1.) Michael Jackson’s Moonwalker (Sega) – Despite the media scandals and all the general oddities around one of the most notable pop superstars ever (The Thriller album still rocks, face it), in the 1990’s, there came a game based on the man. And it was cool. It was very cool. Music-themed games are so commonplace these days, and one of my most favorite genres. For the first time, gamers got to be immersed in a music video like experience with some great classic music, the ability to pull of MJ’s repertoire of moves for offensive as well as show, and darn it, the game was just fun and imaginative. Any game that allows Michael Jackson break it down with laser beam toting guards and cave spiders to the theme of “Billie Jean” is somehow just inherently cool. There was rumored to have a sequel come out for this, but that’s when the allegations came out. I’m hoping this one comes to the Wii’s Virtual Console, but who knows if anyone will touch this game these days. Regardless, this was a fun title, and one of my favorites from the Genesis.

2.) Haunted House (Atari) – Imagine a time when Lego block sized pixels could actually be scary. Haunted House was a surprisingly atmospheric title for the old 2600, with echoing footsteps down darkened halls and thunder and lighting to signify when ghosts and other supernatural and earthly evils would appear. The black backgrounds weren’t just black, it was the dark, where you couldn’t see life-saving items that could save your life, or to find the pieces of an urn to escape the haunted house. It even threw in the Twilight Zone Theme if you managed to escape the four-story manor. I bought an Atari Flashback 2.0 about a year ago, and the game still holds up well, easily in comparison to my other favorite, Adventure (a title I’ll cover down the road).

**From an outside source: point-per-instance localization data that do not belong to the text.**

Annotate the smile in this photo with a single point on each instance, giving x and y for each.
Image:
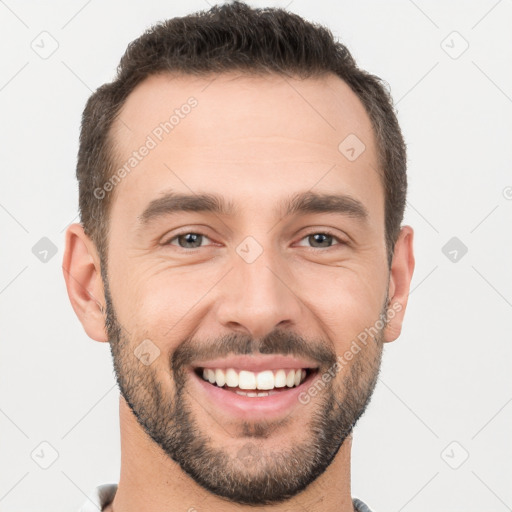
(266, 382)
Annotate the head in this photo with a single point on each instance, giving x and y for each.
(242, 185)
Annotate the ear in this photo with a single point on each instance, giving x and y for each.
(82, 273)
(402, 268)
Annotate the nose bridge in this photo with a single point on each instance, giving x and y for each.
(256, 298)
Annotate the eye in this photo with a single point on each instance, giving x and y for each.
(323, 239)
(188, 240)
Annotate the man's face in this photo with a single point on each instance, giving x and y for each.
(261, 288)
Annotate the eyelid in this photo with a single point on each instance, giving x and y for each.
(316, 231)
(323, 231)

3.) Super Mario Bros. (Nintendo) – The original game. What can be said about this title that hasn’t already? That it’s still just as much fun to play now as it was then? It’s a template for brilliant and “correct” game design? For such a small game in comparison to later titles, how many secrets and tricks this had available to learn and exploit? It’s all that. That and more. This game represents such a unique aspect of my childhood. A lot of fond memories and thrown controller pads for the longest time, I never could reach that “Another Castle” where the Princess was held. I did eventually, and “Super Mario” begat an army of sequels and spin-offs strong into this day. But there’s something “pure” about the original game. The fact that it’s still as brilliantly addictive and fun now is a testament to just how good this title is. These days, I can get to the Princess just fine, but I still love the journey in getting there.

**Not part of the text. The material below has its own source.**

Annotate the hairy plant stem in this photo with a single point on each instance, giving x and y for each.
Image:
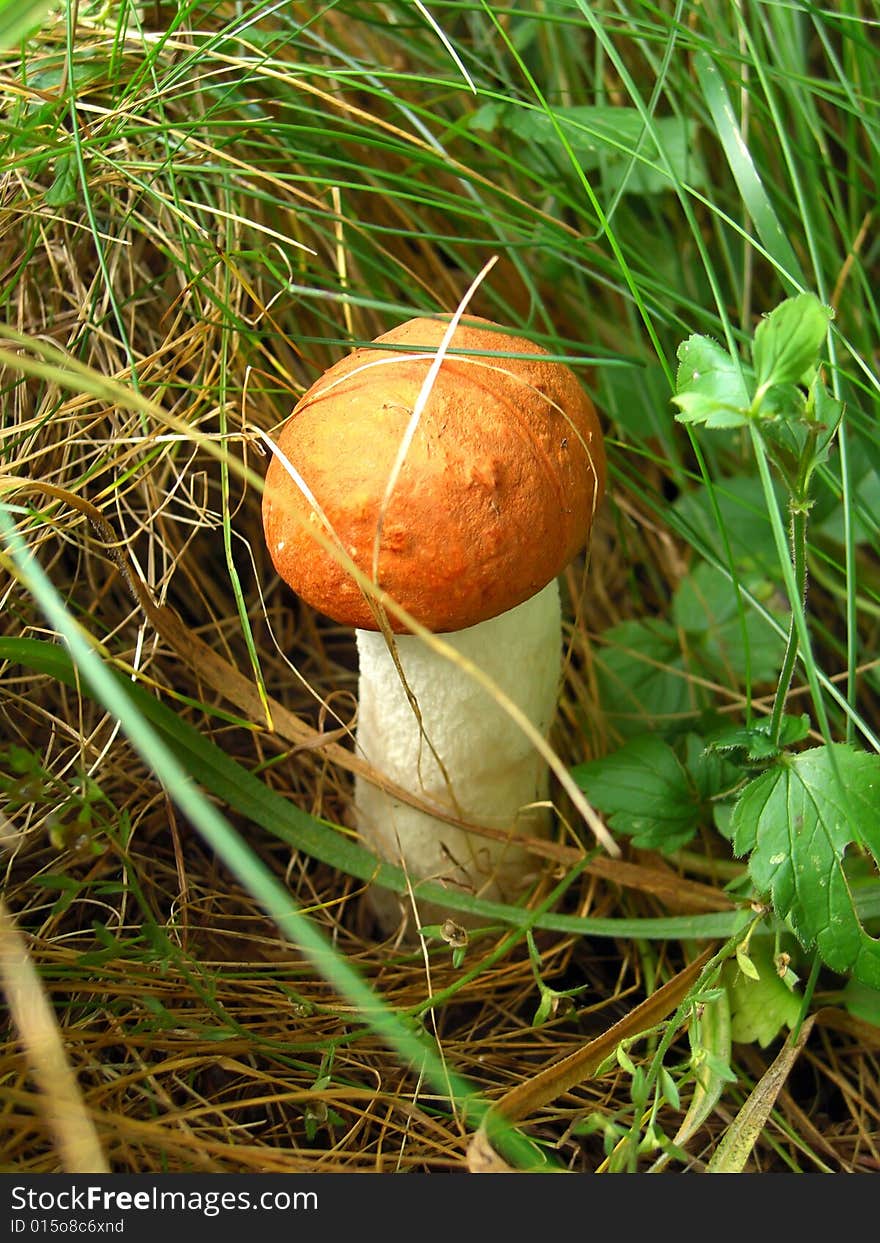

4.) Kingdom Hearts II (Square-Enix/Buena Vista Games) – I enjoyed the first game a lot, but the sequel brought so much to the table that the first game didn’t have. There was the much-improved Gummi Ship levels, which played like a proper shooter, more worlds, more abilities. And Tron? Ever since 1982, I waited for a game to explore that world, and this game makes good on it. And Pirates of the Caribbean. And Beauty and the Beast. And Steamboat Willie. The production values for this game are insane. There’s so much to see and enjoy as a Disney or Square fan, with fantastic voice acting, and and a story that ties the events of the original game and the Game Boy Advance “interquel” together in a satisfying package. It’s a Disneyland ride that one doesn’t want to leave that easily.

Splatterhouse (Namco) – Sure the main character (Rick) moves like a stagnant moose, and what was “controversial” then is not a big deal today, but when Splatterhouse first came out, there was a “cool” factor to it that couldn’t be denied. I never owned a Turbografx-16, but one of my friends did, and we’d play it over there for hours, reveling in the fact that this was a game that would make parents cringe. Downloading it on the Wii’s Virtual Console, it’s still a fun romp, though nostalgia drives it more than the “shocking” gore effects of stiffly moving zombies and wolves. And I get a lot more of the horror influences now, as it pays homage to a lot of the popular ’80’s scary movies films of the time. In the days of my NES and Genesis ownerships, this was the game that I always envied Turbo owners getting.